La France, un « pays avancé » sur le sujet de la migration vers Windows 11
Paradoxalement, c’est Microsoft – groupe qui se targue d’œuvrer en faveur de la durabilité – qui a imposé, pour des raisons de sécurité, la migration de Windows 10 vers Windows 11. La firme de Redmond exige un processeur récent et la présence d’une puce TPM 2.0 pour installer son OS le plus récent. De facto, un bon nombre de machines devront se passer de Windows au cours de leur seconde vie ou termineront au recyclage (ils seront détruits afin de récupérer les matières premières).
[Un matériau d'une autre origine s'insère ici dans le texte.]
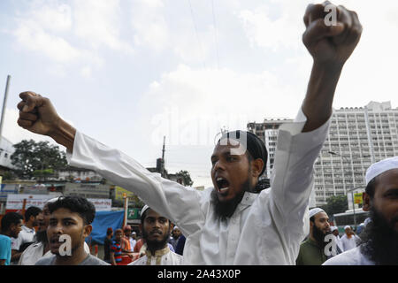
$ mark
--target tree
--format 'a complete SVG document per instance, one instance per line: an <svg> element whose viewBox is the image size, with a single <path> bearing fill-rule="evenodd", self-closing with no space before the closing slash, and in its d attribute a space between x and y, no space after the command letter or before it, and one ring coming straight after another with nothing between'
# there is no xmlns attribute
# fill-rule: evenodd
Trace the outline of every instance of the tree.
<svg viewBox="0 0 398 283"><path fill-rule="evenodd" d="M191 180L191 175L188 171L181 170L177 175L177 181L184 186L192 186L194 182Z"/></svg>
<svg viewBox="0 0 398 283"><path fill-rule="evenodd" d="M50 172L67 166L65 152L49 142L23 140L13 147L11 164L17 167L16 172L21 178L48 177Z"/></svg>
<svg viewBox="0 0 398 283"><path fill-rule="evenodd" d="M326 211L329 218L333 214L345 212L348 209L348 203L346 195L332 195L327 199L327 203L322 207Z"/></svg>

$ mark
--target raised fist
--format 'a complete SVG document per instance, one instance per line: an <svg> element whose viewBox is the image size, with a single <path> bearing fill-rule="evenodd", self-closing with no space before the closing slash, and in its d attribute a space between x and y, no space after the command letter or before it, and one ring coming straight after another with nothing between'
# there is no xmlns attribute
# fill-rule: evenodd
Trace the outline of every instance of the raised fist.
<svg viewBox="0 0 398 283"><path fill-rule="evenodd" d="M330 20L333 15L335 22ZM309 4L304 23L307 29L302 42L318 63L344 65L361 38L356 13L329 1Z"/></svg>

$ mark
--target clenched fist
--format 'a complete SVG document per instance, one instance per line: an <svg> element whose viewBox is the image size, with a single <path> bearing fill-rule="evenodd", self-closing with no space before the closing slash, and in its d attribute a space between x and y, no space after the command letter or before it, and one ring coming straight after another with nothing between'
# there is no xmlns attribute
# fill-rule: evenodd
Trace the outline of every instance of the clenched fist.
<svg viewBox="0 0 398 283"><path fill-rule="evenodd" d="M325 17L333 11L336 22L328 26ZM308 5L304 23L307 28L302 42L317 63L344 65L361 38L362 26L356 13L328 1Z"/></svg>
<svg viewBox="0 0 398 283"><path fill-rule="evenodd" d="M76 130L57 113L50 99L32 91L19 94L18 125L32 133L48 135L69 150L73 149Z"/></svg>

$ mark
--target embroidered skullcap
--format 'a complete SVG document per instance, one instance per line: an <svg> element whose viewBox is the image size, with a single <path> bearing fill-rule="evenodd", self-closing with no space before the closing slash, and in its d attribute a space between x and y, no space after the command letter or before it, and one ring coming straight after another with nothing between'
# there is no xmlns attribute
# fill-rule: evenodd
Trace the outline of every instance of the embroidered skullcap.
<svg viewBox="0 0 398 283"><path fill-rule="evenodd" d="M264 162L264 166L260 175L264 173L264 172L265 171L265 166L267 164L268 152L267 149L265 148L265 144L258 136L250 132L237 130L224 134L221 139L226 138L236 140L242 146L245 146L246 149L251 155L253 159L262 159ZM218 140L218 143L221 139Z"/></svg>
<svg viewBox="0 0 398 283"><path fill-rule="evenodd" d="M310 218L311 217L313 217L314 215L319 213L319 212L325 212L325 210L320 209L320 208L318 208L318 207L316 207L315 209L310 210Z"/></svg>

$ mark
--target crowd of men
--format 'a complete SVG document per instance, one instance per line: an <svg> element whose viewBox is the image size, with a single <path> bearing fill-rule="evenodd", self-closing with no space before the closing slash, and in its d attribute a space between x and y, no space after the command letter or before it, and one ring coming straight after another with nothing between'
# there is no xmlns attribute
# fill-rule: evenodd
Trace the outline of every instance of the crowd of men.
<svg viewBox="0 0 398 283"><path fill-rule="evenodd" d="M334 23L328 24L326 10L335 11ZM355 11L327 1L310 4L303 19L302 41L313 66L295 119L279 127L271 180L261 178L268 158L264 143L245 131L222 134L210 158L213 187L200 192L165 180L76 130L49 98L34 92L19 95L18 124L65 146L71 165L97 172L148 204L142 212L142 239L133 249L142 256L131 264L397 264L398 157L375 163L366 172L364 210L370 211L371 221L359 243L350 227L339 238L332 234L335 228L324 210L309 210L313 165L327 136L337 83L362 25ZM93 219L87 200L58 199L49 210L45 249L51 255L35 264L118 264L120 256L131 254L123 229L113 238L109 231L107 263L84 250ZM5 218L7 237L20 229L20 218ZM173 225L177 235L169 246ZM70 233L72 256L59 252L63 233ZM184 241L182 256L172 250Z"/></svg>

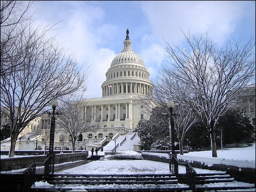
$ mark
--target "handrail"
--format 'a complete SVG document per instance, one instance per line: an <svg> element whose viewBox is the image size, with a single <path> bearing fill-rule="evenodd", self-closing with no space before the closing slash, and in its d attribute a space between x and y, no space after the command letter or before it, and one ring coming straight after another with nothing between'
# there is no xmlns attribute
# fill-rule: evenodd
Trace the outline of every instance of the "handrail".
<svg viewBox="0 0 256 192"><path fill-rule="evenodd" d="M24 179L24 191L28 191L31 188L32 185L35 186L35 172L36 169L36 165L45 165L45 171L44 177L45 178L48 177L49 170L49 165L51 159L50 156L47 157L43 162L33 162L29 165L23 172L23 174L25 175Z"/></svg>
<svg viewBox="0 0 256 192"><path fill-rule="evenodd" d="M135 135L136 135L136 134L137 134L137 133L135 132L135 133L134 134L134 135L133 135L133 137L132 137L132 138L131 138L131 140L133 140L133 138L134 138L134 137L135 137Z"/></svg>
<svg viewBox="0 0 256 192"><path fill-rule="evenodd" d="M196 190L196 175L197 172L194 169L193 167L191 166L189 163L181 162L179 161L175 155L173 155L173 157L175 159L175 162L180 165L183 165L186 166L186 185L189 186L189 189L192 190L193 191ZM178 167L178 166L175 166ZM175 175L179 175L179 170L178 168L175 168Z"/></svg>
<svg viewBox="0 0 256 192"><path fill-rule="evenodd" d="M125 137L123 140L122 141L121 143L120 143L120 146L122 145L122 144L123 143L124 141L125 141L126 140L126 138Z"/></svg>
<svg viewBox="0 0 256 192"><path fill-rule="evenodd" d="M119 143L117 143L117 144L116 146L115 146L115 147L114 147L113 149L112 150L112 153L116 151L116 148L118 146L119 146Z"/></svg>
<svg viewBox="0 0 256 192"><path fill-rule="evenodd" d="M24 172L24 191L28 191L31 188L31 186L35 185L35 163L32 163Z"/></svg>

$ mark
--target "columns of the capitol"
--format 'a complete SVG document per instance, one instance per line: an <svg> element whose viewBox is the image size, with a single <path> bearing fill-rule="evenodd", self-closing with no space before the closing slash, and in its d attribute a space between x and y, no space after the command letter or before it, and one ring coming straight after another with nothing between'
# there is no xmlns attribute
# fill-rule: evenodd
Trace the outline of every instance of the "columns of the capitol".
<svg viewBox="0 0 256 192"><path fill-rule="evenodd" d="M128 117L127 117L127 103L125 103L125 119L127 118Z"/></svg>
<svg viewBox="0 0 256 192"><path fill-rule="evenodd" d="M118 103L118 117L119 119L121 119L120 118L120 103Z"/></svg>
<svg viewBox="0 0 256 192"><path fill-rule="evenodd" d="M101 105L101 118L100 119L100 121L102 121L103 120L103 104Z"/></svg>
<svg viewBox="0 0 256 192"><path fill-rule="evenodd" d="M93 117L93 120L94 121L96 121L96 105L94 105L94 116Z"/></svg>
Il y a bien évidemment un enjeu cyber : si les clients ne paient pas l’extension, les mises à jour de sécurité cesseront à partir du mois d’octobre 2025.
« 14 % [de partenaires de distribution concernant des PME] affirment que leurs clients ne sont pas au courant de la fin de vie de Windows 10 et 21 % que leurs clients sont au courant, mais n’ont pas l’intention de procéder à une mise à niveau. »
Ishan DuttAnalyste principal, Canalys
« Un sondage réalisé en mars par Canalys auprès de partenaires de distribution qui connaissent les plans de renouvellement des PC des PME a révélé que 14 % d’entre eux affirment que leurs clients ne sont pas au courant de la fin de vie de Windows 10 ; et 21 % supplémentaires affirment que leurs clients sont au courant, mais qu’ils n’ont pas l’intention de procéder à une mise à niveau », a déclaré Ishan Dutt, analyste principal chez Canalys en avril 2025. « Pour les clients dans ces situations, le retard dans la planification signifie qu’ils sont susceptibles de faire face à un environnement plus coûteux lorsque le moment est venu de rafraîchir leurs parcs de PC. »
Mais la « France est un pays plutôt bien avancé sur le sujet », dixit Anne Toll. La migration vers Windows 11 se ferait à travers le renouvellement de pc de « manière assez classique ». Les entreprises les plus avancées ont débuté cet effort entre 2022 et 2024. Et, « dès 2024, beaucoup d’entreprises étaient déjà sur la réflexion de rééquiper leur flotte », affirme la responsable. « Certains ont voulu attendre 2025, certains attendent jusqu’au bout [jusqu’au mois d’octobre 2025, N.D.L.R.]. Mais il y en a beaucoup qui le font progressivement ».